Remembering Paul Walker

I woke up today with a whatsapp text message, and from a different friend, a link to a news story: both relating to the event of actor Paul Walker’s unfortunate death. I don’t normally feel much about people in the entertainment industry but for a lot of fans of action films, this death has come to hit particularly hard.

 

This has been the year for when my friends and I have gotten into the Fast and the Furious (F&F) franchise. I remember cynically saying how the introduction of Dwayne Johnson was a bizarre way of revitalising a set of films that went on for too many sequels, by the time I finished watching F&F6 I knew two things: I MUST watch the sequel F&F7 (it was evident there was going to be a sequel – both in terms of the post-credits scene and the success of F&F6), and the other thing was: I’m going to watch this twice.

 

The film may not be cinematic gold like say, Empire Strikes Back or the Wizard of Oz, but for me there were personal moments for the film. There were comedic moments where watching with friends we bonded over the unbelievable and physically impossible stunts and set pieces. I saw the film twice in the cinema and the first time was with my friend who was writing up his Doctoral thesis and needed some time away from writing up for some comic relief; the second time was with my more ‘bro’ type friends. We laughed at the rapport between Walker’s ‘O’Connor’ and Diesel’s ‘Toretto’ characters, with lines like ‘I always preferred American Muscle’ (a reference to a type of car and obvious homo erotic undertone).

 

I have another fond memory of watching F&F2 with another friend of mine, it was a night when we were watching all action films, and when we made the bad decision of ordering fish and chips as well as a seperate chinese takeaway simultaneously.
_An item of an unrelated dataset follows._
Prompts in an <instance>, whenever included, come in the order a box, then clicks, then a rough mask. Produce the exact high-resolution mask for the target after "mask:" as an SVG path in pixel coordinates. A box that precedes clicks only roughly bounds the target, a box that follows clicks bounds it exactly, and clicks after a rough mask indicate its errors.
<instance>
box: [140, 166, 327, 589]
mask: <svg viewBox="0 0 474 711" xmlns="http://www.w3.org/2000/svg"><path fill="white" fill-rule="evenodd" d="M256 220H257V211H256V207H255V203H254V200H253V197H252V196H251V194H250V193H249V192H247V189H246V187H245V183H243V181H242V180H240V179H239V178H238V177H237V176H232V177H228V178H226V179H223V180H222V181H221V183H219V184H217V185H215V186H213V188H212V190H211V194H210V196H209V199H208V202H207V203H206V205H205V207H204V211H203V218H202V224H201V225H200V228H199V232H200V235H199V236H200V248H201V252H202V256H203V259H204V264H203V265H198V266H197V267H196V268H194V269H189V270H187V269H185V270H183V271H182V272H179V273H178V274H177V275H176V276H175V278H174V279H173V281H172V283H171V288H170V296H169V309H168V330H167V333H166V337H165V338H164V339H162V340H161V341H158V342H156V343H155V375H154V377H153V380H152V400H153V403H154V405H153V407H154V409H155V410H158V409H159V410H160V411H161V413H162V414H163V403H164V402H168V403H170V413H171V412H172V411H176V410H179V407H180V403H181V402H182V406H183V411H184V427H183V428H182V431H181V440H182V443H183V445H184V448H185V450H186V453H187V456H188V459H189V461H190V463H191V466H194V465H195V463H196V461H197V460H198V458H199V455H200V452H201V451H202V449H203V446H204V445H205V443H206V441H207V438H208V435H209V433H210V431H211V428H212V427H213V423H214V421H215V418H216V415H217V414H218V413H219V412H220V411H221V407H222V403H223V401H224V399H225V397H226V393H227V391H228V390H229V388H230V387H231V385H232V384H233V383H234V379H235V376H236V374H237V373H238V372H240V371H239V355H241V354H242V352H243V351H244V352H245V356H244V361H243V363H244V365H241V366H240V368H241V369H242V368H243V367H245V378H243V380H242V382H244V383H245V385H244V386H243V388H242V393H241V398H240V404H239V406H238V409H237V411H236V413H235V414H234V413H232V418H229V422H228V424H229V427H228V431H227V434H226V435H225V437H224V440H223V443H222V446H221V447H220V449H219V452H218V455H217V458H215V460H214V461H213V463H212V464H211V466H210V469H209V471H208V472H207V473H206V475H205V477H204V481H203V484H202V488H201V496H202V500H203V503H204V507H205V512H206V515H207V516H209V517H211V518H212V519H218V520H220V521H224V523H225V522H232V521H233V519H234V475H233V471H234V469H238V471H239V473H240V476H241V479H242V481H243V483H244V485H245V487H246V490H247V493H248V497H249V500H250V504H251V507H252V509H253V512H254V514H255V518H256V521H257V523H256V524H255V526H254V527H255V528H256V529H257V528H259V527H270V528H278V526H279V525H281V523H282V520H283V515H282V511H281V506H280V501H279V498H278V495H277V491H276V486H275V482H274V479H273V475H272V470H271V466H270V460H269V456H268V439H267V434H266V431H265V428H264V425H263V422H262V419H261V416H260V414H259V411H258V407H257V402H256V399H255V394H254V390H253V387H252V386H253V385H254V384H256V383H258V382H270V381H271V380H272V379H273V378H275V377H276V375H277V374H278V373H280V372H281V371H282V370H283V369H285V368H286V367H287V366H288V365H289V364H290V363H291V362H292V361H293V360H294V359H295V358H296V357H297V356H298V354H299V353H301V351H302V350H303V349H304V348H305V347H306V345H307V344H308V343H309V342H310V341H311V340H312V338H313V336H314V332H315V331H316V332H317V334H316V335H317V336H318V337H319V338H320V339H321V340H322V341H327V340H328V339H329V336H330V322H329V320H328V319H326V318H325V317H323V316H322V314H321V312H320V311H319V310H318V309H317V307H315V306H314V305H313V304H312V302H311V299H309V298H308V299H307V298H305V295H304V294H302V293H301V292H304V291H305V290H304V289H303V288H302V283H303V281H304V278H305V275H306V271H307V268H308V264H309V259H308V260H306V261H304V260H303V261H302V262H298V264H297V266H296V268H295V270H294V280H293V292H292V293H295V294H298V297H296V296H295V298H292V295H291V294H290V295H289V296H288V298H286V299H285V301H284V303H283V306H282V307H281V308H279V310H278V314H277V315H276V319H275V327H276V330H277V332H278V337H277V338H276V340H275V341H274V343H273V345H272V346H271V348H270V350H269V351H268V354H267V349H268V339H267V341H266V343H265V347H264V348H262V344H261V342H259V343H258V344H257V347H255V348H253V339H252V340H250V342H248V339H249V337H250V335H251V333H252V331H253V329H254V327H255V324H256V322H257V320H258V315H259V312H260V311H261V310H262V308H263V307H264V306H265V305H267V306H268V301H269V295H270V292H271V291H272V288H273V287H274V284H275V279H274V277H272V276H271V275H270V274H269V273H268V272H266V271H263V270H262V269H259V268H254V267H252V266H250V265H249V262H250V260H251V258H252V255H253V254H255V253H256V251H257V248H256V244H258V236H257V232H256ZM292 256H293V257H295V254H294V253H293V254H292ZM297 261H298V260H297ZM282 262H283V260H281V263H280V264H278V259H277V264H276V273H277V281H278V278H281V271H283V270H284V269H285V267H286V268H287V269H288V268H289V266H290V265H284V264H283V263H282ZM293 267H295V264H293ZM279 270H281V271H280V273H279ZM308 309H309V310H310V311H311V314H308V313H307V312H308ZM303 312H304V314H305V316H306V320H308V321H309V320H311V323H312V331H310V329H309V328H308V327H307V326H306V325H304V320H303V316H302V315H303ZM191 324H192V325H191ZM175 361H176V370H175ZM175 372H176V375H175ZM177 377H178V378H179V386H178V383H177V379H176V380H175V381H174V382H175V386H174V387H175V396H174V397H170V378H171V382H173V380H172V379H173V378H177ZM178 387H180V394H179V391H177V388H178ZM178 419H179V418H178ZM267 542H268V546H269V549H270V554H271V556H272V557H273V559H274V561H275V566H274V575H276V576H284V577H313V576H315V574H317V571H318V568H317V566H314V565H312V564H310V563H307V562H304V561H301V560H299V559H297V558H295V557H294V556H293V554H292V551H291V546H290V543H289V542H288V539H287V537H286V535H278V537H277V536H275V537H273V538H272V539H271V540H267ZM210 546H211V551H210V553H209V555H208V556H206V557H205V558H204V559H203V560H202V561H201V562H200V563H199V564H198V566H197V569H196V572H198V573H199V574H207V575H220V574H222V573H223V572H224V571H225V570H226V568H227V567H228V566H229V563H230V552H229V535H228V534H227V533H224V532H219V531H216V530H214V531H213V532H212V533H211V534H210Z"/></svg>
We laughed uncontrollably at the troll physics stunt at the end of F&F2 performed by Walker’s ‘O’Connor’.

 

There are many things painful about his death. The F&F films have given me a lot of joy in recent months, and its created a lot of bonding and humour among many of my friends, with some of the phrases in the films repeated in our common parlance (‘you’re going down, Torretto!’, or ‘why do I smell baby oil?’). The film made a lot of money and its kneejerk brand of action is made in a way that knows its audience. The way in which Walker died casts a shadow on what his film character represented and did. It makes the disclaimer at the end of F&F6 all the more poignant: that the stunts should not be replicated.

 

I feel very sad about Walker’s death, and my thoughts are with the friends and family. Those Fast and Furious films have given a lot of happiness to people around the world, and made the studios a lot of money. It should also be said that Walker’s last whereabouts were at a fundraiser for the victims of the Philippine Typhoon Haiyan, reflecting his real-life philanthropy. As a fan of the F&F films, I’ll remember him with fondness, and will continue to constantly re-watch the films. I had a plan to watch Fast 5 and 6 over Christmas Day. I think that I definitely will now.